2. COLTIVARE UN SANO EGOISMO
“L’amore è lo scambio di due fantasie e il punto di incontro di due egoismi” – P. Auguez
La coppia è più della somma di due individui: è un “terzo” elemento, un incastro esclusivo e magico di corpi e chimica, di storie e sensazioni, di parole e silenzi, di gesti e speranze …e chi più ne ha più ne metta! Per essere vitale essa va nutrita e coltivata giorno per giorno da parte di entrambi.
Se i suoi confini, però, si chiudono e diventano rigidi, se i membri della coppia si fondono, o si impediscono esperienze individuali, essa perde linfa vitale e la coppia rischia di diventare un involucro sterile.
I due componenti della coppia necessitano di godere di una propria autonomia vitale, ovvero di assentarsi, assaporare momenti da soli e con altre persone, fare sentire all’altro che si sta bene da soli, costruire materiale personale per realizzarsi anche in altri contesti: in poche parole, nutrire un sano egoismo.
Il ritorno nella coppia sarà un piacere, la coppia sarà arricchita e stimolata dalle esperienze reciproche!
3. DARE È GIÁ RICEVERE
“Il piacere di piacere è il culmine del piacere” – G. Nardone
Se gli esseri umani coltivassero questa semplice regoletta, la maggior parte dei problemi relazionali si risolverebbero! Chi non ha provato sulla propria pelle l’ebrezza che provoca uno sguardo di ammirazione, il piacere derivante da un gesto di affetto gratuito e il calore da un tocco gentile? Far sentire l’altro speciale e unico, apprezzato e amato richiede di mettere se stessi in secondo piano, apparentemente, e rendere l’amore protagonista. Questo atteggiamento ripagherà, in quanto predispone l’altro a ricambiare.
Dare, in tutti i sensi, significa anche alimentare la passione, evitando il “tutto è dovuto”, pena la morte della relazione; saper coltivare l’arte del corteggiamento nella relazione, nonostante il passare del tempo, è uno stratagemma che eviterà di far scadere la relazione in routine.
In quest’ottica chi più ha più dà: in un amore sano non esistono disparità o giochi di potere. Ciò che conta è la condivisione, dove ognuno mette ciò che ha per fare stare bene entrambi, poiché come sostiene Seneca “nessun bene senza un compagno ci dà gioia”.
4. GESTIRE LA GELOSIA IN PRIMA PERSONA
“La sincerità a piccole dosi è pericolosa, a grandi è micidiale” – O. Wilde
La gelosia va gestita in prima persona, esprimendola il meno possibile, altrimenti diventa un veleno per la coppia.
Se essa viene socializzata, rischia di mantenersi e alimentarsi, fino a diventare ossessione o, peggio, paranoia, portando a sicura rovina il rapporto a due.
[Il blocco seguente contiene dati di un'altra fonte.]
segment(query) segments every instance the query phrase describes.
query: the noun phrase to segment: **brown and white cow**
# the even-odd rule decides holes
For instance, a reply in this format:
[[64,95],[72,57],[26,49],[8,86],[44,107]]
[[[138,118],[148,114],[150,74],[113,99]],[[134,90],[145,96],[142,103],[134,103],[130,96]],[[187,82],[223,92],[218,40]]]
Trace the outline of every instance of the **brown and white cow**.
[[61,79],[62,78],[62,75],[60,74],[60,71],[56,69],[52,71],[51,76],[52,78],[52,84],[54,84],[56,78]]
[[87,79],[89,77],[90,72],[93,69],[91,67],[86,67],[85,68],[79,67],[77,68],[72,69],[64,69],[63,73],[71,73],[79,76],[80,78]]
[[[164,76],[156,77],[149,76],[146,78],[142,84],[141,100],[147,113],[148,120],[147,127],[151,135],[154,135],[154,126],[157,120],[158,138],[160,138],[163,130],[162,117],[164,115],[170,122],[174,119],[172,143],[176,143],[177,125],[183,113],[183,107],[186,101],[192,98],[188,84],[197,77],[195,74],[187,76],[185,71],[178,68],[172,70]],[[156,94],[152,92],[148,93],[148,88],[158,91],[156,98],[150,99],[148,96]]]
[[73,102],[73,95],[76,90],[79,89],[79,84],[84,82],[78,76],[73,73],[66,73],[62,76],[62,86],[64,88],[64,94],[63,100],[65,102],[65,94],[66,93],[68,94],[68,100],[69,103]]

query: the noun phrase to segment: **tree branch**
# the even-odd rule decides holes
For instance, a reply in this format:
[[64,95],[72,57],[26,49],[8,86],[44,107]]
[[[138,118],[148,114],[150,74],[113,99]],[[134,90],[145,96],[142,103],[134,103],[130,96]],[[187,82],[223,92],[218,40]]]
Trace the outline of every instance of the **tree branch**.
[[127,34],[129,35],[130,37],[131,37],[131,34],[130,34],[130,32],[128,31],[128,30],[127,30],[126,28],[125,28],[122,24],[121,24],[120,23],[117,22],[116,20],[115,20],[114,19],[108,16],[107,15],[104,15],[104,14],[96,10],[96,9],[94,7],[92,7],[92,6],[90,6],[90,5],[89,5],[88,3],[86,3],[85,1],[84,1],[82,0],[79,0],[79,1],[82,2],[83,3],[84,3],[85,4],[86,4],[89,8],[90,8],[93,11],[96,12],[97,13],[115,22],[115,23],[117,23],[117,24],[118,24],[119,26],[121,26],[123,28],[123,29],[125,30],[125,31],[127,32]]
Il modo migliore per ottenere questa ricetta fallimentare è mischiare i seguenti ingredienti: ricercare chiarimenti, fare domande, investigare e chiedere rassicurazioni al/alla proprio partner.
Cessare di voler sapere e mettere una pietra tombale sulle proprie paure è il miglior modo per ridimensionare la propria gelosia e vivere in maniera meno annebbiata il proprio rapporto di coppia.
5. RISOLVERE IN AUTONOMIA I PROPRI PROBLEMI PERSONALI
“E’ più facile vivere con qualcun altro che completare da soli se stessi” – B. Friedan
Tendenzialmente ci si cerca per compensare delle mancanze: così si formano la maggior parte dei legami affettivi e non c’è nulla di patologico in questo.
Quando però il livello individuale di sofferenza è elevato e le proprie difficoltà diventano problemi impedenti non c’è ricetta peggiore che cercare di attenuarli o risolverli tra le braccia di qualcuno! Il voler riparare ai propri problemi personali nella coppia è un autoinganno che, col tempo è destinato a rivelarsi fallimentare.
Ogni problematica o difficoltà individuale va gestita in prima persona, altrimenti si rischia non solo di farla perdurare ma, addirittura peggiorare, riversandola nella coppia e “imbruttendo” la relazione.
Il rischio, inoltre, è quello di infilarsi in una relazione di mutuo aiuto, di dipendenza affettiva o perversa, insomma, in un incastro esplosivo e disfunzionale.
Consigli di lettura:
G. Nardone “Correggimi se sbaglio – strategie di comunicazione per appianare i conflitti nelle relazioni di coppia”, Ponte alle Grazie, 2005.